I expected it to feel more foreign, this place we now find
ourselves in. But I feel the lack of shopping trips and dinners out and
friendly hangouts less keenly than one might have thought. Even the loss of my
livelihood feels softer now that the initial wave of shock and sadness has
rolled through. Instead, I am struck by the pervasiveness of the mundane and
the familiar, the daily rituals that mark the passage of time and carry me steadily
from one moment to the next: brewing a pot of tea and sitting down to write my
morning pages while the house is still quiet and dark; stretching out last
night’s stiffness with a YouTube yoga video and a quick walk through the
neighborhood with Zoe; checking the to-do list and planning out the day; later,
preparing dinner, doing dishes, and reading in bed until my eyelids grow too
heavy to continue.
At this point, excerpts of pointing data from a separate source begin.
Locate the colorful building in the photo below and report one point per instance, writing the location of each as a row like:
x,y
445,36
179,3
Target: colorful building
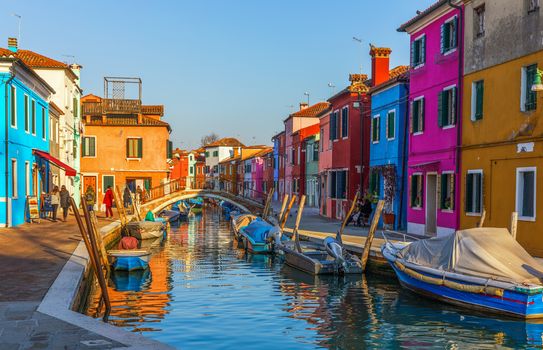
x,y
215,153
435,134
305,117
388,147
25,135
140,133
502,159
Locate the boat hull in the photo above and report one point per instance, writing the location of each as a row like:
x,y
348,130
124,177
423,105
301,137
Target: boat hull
x,y
512,303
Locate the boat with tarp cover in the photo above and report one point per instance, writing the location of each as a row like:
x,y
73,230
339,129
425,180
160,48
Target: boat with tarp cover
x,y
480,268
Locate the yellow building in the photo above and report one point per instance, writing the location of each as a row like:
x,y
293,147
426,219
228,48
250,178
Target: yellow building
x,y
502,138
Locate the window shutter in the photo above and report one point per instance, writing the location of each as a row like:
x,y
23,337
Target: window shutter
x,y
452,187
469,193
440,108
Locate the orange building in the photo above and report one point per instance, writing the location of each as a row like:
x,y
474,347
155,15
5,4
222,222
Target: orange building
x,y
123,143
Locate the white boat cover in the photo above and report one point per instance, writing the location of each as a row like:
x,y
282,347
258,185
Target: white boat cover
x,y
481,252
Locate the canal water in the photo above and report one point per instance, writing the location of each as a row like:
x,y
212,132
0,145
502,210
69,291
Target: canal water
x,y
203,292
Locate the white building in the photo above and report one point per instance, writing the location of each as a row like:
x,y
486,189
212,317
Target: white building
x,y
215,153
Also: sneezing countless times a day, almost never while in
reach of the tissue box; mixing yogurt into the dogs’ kibble and letting them
take turns licking the spoon; telling J he can put on whatever record he is in
the mood for after dinner – I don’t mind either way – and tucking my cold toes
into the warm arches of his feet when we go to bed.
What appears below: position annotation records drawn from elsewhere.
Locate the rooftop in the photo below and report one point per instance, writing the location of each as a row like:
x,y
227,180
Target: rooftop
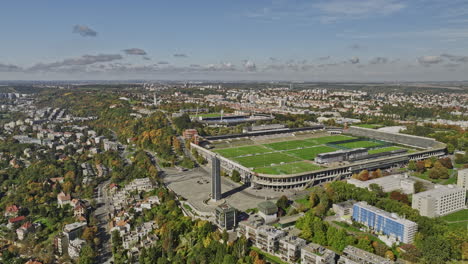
x,y
439,191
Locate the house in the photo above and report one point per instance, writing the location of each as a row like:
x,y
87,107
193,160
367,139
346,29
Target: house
x,y
15,220
22,231
74,247
11,211
63,199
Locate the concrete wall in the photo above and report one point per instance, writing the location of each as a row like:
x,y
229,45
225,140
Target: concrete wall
x,y
420,142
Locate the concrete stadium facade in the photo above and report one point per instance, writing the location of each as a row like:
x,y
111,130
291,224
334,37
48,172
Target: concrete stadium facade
x,y
430,148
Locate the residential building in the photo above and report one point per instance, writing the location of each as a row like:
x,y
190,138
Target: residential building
x,y
290,248
354,255
383,222
268,238
316,254
74,230
462,180
74,247
63,199
268,211
226,216
441,200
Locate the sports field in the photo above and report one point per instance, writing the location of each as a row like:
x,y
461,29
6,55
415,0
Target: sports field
x,y
282,156
360,144
263,160
380,150
310,153
242,151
Yes, there have been changes as well: waiting for a
two-hour delivery window to become available in the Prime Now app instead of a
weekly trip to the local market; sitting on the deck in the late afternoon, soaking
up the sun’s rays on my back and neck, instead of sitting at my desk, struggling to stay motivated
for the last few hours of the workday; washing my hands so frequently that the
skin on the back of my knuckles becomes cracked and dry; living under the same
roof as my brother for the first time in twenty years and chatting with him and
J over dinner about recipes, New York City, or Hannah Arendt.
All of these things are new, but none of them feels strange.
The additions and shifts, like the thinnest of threads, have been woven into
the existing fabric of daily life, creating no perceptible distortions in the
warp and weave. Only the closest scrutiny reveals any change to the texture and
thickness of my routines; overall, they feel as warm and comforting to me as
ever.
There is also, of course, the overarching sense of
uncertainty infused in all of it, old patterns and newly-forming habits alike. We
know so very little right now about what is truly going on, how long it will
last, or what life will be like next week, next month, next year even. But this
is not actually new, is it? The uncertainty was already with us, before we arrived
in this place, masked by the seemingly steady nature of the status quo but
teeming under the surface nonetheless. This space we are now in has simply
heightened our awareness of the fact that any place, any time, any life is
always, by its very nature, precarious. And so I must learn to weave this understanding into the daily rituals, along with all the other changes, until it
too is one more thread in the tapestry, an integrated and integral part of my life.